Beliau menyampaikan bahwa kondisi dunia yang seperti ini menggambarkan kegagalan dari sistem ekonomi kapitalis untuk menciptakan keadilan dan kesejahteraan dunia. Lain halnya dengan ekonomi islam yang menerapkan bahwa setiap transaksi perdagangan harus dijauhkan dari unsur-unsur spekulatif, riba, gharar, majhûl, dharar, mengandung penipuan, dan yang sejenisnya. Terdapat tiga hal yang menjadi acuan (rukun) dalam ekonomi islam, yaitu pertama harus ada para pihak, sehingga tidak akan terjadi hemaphrodite economic; kedua tidak akan terjadi buble economy, karena berprinsip ma’kud alaih, ”ada uang ada barang”. Artinya sistem ekonomi Islam hanya membolehkan penyaluran dana kredit atau pembiayaan bila memang ada aset yang dijadikan dasar transaksi (underlying), dan juga tidak memperbolehkan adanya instrumen derivatif. Mengutip dari pernyataan Al-Ghazali yang mendefinisikan bahwa uang adalah barang atau benda yang berfungsi sebagai sarana untuk mendapatkan barang lain. Benda tersebut dianggap tidak mempunyai nilai sebagai barang (nilai intrinsik). Oleh karenanya, ia mengibaratkan uang sebagai cermin yang tidak mempunyai warna sendiri tapi mampu merefleksikan semua jenis warna.

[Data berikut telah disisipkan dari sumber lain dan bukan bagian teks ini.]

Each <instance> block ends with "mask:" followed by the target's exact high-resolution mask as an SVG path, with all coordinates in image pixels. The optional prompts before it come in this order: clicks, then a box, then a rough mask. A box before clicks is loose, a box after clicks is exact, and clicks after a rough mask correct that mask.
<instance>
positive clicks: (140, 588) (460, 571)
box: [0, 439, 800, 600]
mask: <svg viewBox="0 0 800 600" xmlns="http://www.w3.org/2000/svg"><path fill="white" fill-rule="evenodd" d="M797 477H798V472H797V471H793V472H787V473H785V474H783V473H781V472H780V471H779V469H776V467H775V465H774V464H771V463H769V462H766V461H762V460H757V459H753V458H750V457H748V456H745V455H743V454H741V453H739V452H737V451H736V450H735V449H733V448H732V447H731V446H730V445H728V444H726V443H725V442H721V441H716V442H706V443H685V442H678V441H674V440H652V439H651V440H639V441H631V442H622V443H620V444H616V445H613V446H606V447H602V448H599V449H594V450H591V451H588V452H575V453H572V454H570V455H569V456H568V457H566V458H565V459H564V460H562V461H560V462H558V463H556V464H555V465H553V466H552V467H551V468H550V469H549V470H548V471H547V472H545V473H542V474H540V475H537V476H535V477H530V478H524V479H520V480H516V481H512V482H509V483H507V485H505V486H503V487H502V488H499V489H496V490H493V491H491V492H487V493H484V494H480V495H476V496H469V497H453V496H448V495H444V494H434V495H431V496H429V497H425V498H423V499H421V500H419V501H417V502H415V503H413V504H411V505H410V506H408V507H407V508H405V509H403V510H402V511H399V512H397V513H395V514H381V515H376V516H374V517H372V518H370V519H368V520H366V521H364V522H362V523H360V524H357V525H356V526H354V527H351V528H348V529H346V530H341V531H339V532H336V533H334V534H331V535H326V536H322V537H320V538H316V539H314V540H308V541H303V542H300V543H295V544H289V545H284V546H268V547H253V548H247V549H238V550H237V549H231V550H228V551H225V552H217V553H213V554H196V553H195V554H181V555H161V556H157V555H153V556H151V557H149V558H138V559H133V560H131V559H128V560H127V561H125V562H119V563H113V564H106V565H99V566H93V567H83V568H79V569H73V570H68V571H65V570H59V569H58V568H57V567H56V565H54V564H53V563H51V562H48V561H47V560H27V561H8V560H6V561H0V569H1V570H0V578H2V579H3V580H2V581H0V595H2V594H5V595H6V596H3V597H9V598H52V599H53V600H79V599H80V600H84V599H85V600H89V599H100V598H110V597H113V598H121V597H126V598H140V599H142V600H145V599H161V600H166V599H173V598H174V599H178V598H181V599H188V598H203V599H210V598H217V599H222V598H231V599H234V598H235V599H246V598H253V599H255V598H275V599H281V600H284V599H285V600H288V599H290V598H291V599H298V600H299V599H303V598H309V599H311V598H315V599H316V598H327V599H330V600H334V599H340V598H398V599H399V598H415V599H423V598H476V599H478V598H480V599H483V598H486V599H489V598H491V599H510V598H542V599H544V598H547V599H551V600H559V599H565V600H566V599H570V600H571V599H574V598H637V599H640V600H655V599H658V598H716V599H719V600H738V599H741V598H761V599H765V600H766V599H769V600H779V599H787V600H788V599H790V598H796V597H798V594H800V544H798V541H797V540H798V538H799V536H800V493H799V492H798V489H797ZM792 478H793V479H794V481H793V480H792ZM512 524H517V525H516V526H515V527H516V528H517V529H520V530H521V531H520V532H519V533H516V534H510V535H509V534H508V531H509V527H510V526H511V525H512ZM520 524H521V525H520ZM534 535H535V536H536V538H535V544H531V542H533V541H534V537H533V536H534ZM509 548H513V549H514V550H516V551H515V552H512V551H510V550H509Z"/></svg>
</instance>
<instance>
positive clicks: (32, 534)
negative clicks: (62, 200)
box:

Ketiga, sistem ekonomi syariah harus adanya kesepakatan (fair economic transaction) sehingga tidak terjadi kecurangan yang pada gilirannya akan meningkatkan volume perdagangan, menurunkan risk premium dan besaran economic conjucture. Perkembangan sektor finansial harus diiringi dengan perkembangan sektor riil. Keberadaan sektor keuangan pada dasarnya hanyalah aktivitas yang mendorong aktivitas ekonomi produktif, dimana transaksi-transaksi keuangan selalu bersandar sekaligus bermuara pada transaksi barang dan jasa.
Krisis ini memberikan pelajaran berharga bahwa pertumbuhan yang didasarkan pada pasar finansial dari ekonomi konvensional pada akhirnya tidak akan menciptakan keadilan dan kesejahteraan manusia. Fenomena ini memberikan kesempatan yang lebih baik bagi sistem ekonomi syariah untuk terus tumbuh. Namun, beliau mengutarakan masih banyak tantangan dan hambatan pengembangan sistem ekonomi islam di dunia, khususnya di Indonesia. Tantangan dan hambatan tersebut harus dapat disikapi dengan pikiran yang cerdas dan terus mengembangkan inovasi produk-produk syariah.